Major technology companies including Microsoft (MSFT, Financial), Meta (META), Google parent Alphabet (GOOGL), and Amazon (AMZN) are set to make record capital expenditures exceeding $200 billion this year, with plans to increase those investments next year. These tech giants aim to convince Wall Street that their substantial investments in artificial intelligence (AI) will eventually become more profitable than their current businesses, which include digital advertising, goods, and software sales.
Third-quarter financial reports revealed that despite returns not yet justifying the massive investments, these companies remain committed to betting heavily on AI, with plans to further expand spending next year. Bloomberg reported that capital spending by these leading internet and software companies will surpass previous records, and executives have warned investors of continued significant investments in the coming year.
The Silicon Valley powerhouses are investing heavily in AI to secure scarce high-end chips and build large data centers essential for AI technology. These resources are vital as the global AI boom demands substantial costs and resources. The companies are also striving to assure Wall Street that these massive investments will yield better returns than their existing operations.
During an earnings call, Meta CEO Mark Zuckerberg expressed commitment to investing in AI language models, aiming to make them core to future operations. He highlighted new opportunities to accelerate core businesses with AI advancements, expecting high returns on investment in coming years. Similarly, Amazon CEO Andy Jass described AI as a "once-in-a-lifetime opportunity," confident that their efforts will lead to significant revenue growth and free cash flow over time.

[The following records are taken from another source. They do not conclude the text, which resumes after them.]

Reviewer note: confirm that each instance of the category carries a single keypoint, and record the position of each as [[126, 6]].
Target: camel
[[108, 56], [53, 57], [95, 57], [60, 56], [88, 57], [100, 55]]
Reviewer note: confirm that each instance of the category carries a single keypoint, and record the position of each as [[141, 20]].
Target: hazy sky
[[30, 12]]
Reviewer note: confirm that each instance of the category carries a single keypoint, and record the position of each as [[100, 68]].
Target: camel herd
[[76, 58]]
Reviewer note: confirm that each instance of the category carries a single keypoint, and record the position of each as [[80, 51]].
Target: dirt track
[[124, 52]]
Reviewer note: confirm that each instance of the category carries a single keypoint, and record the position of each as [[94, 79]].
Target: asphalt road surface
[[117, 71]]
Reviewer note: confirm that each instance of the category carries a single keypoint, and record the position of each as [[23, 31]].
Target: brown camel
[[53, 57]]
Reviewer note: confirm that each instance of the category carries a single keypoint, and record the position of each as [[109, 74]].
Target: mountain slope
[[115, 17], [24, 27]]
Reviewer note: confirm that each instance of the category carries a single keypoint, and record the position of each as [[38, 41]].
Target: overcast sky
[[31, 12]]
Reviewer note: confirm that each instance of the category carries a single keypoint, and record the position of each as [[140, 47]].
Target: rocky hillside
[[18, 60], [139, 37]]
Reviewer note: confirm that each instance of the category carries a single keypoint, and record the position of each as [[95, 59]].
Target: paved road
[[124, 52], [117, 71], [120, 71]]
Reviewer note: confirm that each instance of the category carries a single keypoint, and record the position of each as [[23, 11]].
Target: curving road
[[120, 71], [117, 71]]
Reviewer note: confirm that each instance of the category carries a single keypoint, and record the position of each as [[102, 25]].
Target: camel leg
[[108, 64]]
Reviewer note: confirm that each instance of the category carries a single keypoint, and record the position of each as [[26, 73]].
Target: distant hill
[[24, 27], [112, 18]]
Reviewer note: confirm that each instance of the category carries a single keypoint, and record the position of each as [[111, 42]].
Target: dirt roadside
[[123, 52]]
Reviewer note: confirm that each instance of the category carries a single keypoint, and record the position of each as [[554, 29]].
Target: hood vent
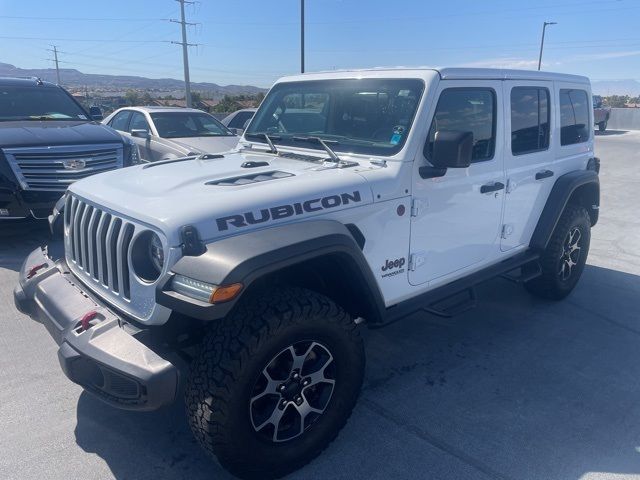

Despite substantial AI-related expenditures, stock performances varied among these giants. Alphabet and Amazon stocks rose after their earnings reports, with Alphabet gaining nearly 3% and Amazon over 6%. However, Microsoft and Meta saw decreases of over 6% and 4%, respectively. Analysts attributed this to strong cloud computing growth benefiting Alphabet and Amazon, while Microsoft's cloud growth outlook was less promising, and Meta's spending plans caused market unease.
Microsoft's Azure cloud business showed slowed revenue growth in Q3, expected to slow further in Q4, primarily due to the company’s inability to launch new AI servers as quickly as anticipated, rather than a lack of customer demand. Analysts are optimistic about Microsoft's long-term prospects, considering its significant investments, particularly its stake in OpenAI.
Meta's spending remains a concern for Wall Street, as investors await returns on its substantial AI bets. CEO Mark Zuckerberg stated that AI investments are improving Facebook and Instagram's ad sales, despite Reality Labs incurring significant losses. Some analysts believe that patience will eventually be rewarded as these investments start paying off.
Unlike its peers, Apple (AAPL) has been less affected by recent AI product launches, with its Q3 performance showing minimal impact due to its AI system, Apple Intelligence.
Overall, tech giants have shown some positive growth in conversational AI services, but returns have not yet met expectations, and growth is still limited by expenditures in other areas. Shareholders may need to wait longer to see definitive returns on these AI investments.